Não partilho da opinião da polícia, nem muito menos tenho os melindres pudibundos da “Liga” do Sr. Peixoto Fortuna [1]; o que me aborrece mais no atual Carnaval é a conclusão a que fatalmente chego ao ouvir as suas cantigas, sambas, fados, etc., ao ouvir toda essa poética popular e espontânea, de não possuir o nosso povo, a nossa massa anônima, nenhuma inteligência e de faltar-lhe por completo o senso comum. Mete horror semelhante pensamento.
O ponto de vista de imoralidade e chulice pouco me preocupa: o que me preocupa é o intelectual e artístico, tanto mais que, se este, segundo as suas forças, fosse obedecido pelos nossos bardos carnavalescos, certamente a imoralidade e a chulice ficariam atenuadas e disfarçadas. Tal coisa, porém, não se dá; e na impossibilidade devido à polícia de entoarem coplas francamente pornográficas e porcas, não têm os rapsodos carnavalescos outro recurso senão lançarem mão de estribilhos e cantigas sem nexo algum. Uma tal pobreza de pensamento no nosso povo causa a quem medita piedade, tristeza e aborrecimento. Por isso fugi ao Carnaval e ele agora me é indiferente.
Conheço a poesia dos alienados [2], tenho até em meu poder exemplares dela; mas, se compararmos as suas produções com as que são cantadas nos nossos três dias de Momo, toda a vantagem de concatenação de ideias, de sentido e mesmo de propriamente poesia, vai para a banda dos dementados.
Seria tolice exigir dos vates dos cordões e ranchos, coisas impecáveis em qualquer sentido. O que, porém, podiam mostrar, é que eram capazes de não desmentir o estro [3] dos nossos humildes cantores roceiros do “desafio”, que são verdadeiramente povo; entretanto, raramente caem com as suas quadras no contrassenso ou, melhor, no sem-senso, agravado do palavreado oco e idiota da atual musa carnavalesca.

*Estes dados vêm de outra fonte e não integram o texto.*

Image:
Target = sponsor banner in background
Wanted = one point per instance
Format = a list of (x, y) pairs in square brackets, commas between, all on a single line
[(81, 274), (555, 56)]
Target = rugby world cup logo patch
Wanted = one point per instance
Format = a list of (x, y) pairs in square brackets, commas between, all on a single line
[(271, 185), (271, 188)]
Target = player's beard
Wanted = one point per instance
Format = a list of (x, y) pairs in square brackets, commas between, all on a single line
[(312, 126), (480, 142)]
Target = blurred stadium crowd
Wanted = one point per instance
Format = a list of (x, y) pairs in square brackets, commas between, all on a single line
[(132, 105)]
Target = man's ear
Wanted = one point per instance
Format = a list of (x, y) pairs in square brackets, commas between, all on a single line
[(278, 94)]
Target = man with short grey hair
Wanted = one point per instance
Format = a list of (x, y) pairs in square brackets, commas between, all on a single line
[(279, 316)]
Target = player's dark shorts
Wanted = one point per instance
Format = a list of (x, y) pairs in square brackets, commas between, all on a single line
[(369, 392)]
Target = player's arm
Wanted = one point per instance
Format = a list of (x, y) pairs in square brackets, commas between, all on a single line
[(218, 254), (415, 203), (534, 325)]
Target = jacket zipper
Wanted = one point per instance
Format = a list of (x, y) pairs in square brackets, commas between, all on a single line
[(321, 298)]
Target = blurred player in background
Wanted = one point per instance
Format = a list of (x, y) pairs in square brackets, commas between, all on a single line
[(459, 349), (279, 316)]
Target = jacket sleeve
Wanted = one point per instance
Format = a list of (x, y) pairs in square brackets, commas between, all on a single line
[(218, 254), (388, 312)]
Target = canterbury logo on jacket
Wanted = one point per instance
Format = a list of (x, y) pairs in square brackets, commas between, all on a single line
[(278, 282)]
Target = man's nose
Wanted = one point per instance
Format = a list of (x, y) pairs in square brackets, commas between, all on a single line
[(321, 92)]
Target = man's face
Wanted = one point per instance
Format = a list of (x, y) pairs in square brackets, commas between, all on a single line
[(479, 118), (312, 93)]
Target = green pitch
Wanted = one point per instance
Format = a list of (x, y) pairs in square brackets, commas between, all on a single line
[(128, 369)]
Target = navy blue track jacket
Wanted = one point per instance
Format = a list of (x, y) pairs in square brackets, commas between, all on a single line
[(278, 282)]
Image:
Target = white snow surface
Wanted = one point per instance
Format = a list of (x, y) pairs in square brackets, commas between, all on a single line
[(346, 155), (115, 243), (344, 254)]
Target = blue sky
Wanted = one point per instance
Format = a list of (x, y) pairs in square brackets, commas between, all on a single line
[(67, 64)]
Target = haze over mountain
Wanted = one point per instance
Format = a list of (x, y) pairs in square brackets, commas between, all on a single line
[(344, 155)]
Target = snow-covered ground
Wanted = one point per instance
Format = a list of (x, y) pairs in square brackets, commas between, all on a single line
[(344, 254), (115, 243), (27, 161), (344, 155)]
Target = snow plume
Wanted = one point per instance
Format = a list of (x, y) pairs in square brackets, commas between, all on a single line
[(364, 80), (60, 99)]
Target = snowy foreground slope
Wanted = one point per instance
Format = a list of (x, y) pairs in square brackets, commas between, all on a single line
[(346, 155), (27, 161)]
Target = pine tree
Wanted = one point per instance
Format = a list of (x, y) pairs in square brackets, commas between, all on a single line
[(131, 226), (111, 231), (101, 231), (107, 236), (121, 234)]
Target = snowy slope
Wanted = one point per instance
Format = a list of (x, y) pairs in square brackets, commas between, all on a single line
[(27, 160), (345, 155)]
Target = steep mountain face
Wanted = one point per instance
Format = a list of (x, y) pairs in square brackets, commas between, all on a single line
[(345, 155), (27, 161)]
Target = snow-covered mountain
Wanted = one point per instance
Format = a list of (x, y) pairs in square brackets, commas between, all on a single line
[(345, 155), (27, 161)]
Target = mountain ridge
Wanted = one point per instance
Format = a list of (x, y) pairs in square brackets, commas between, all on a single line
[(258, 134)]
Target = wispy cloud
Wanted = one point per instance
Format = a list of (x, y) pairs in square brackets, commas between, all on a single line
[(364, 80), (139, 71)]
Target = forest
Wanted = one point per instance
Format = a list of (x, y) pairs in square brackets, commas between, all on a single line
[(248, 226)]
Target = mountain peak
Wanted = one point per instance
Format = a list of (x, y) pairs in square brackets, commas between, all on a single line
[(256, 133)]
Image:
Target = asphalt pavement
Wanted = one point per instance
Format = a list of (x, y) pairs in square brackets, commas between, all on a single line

Os jornais, ou, antes: um jornal observou mais ou menos isto que eu estou aqui dizendo; mas sem confessar que a culpa é deles, pois animam a vaidade de tais poetas, publicando-lhes, sem exame, a sua enxurrada de vocábulos que não querem dizer nada. Estou certo de que, se para a sua publicação e competente elogio os [jornais] cotidianos exigissem mais alguma coisa que não uma trapalhada de palavras, melhor eles fariam.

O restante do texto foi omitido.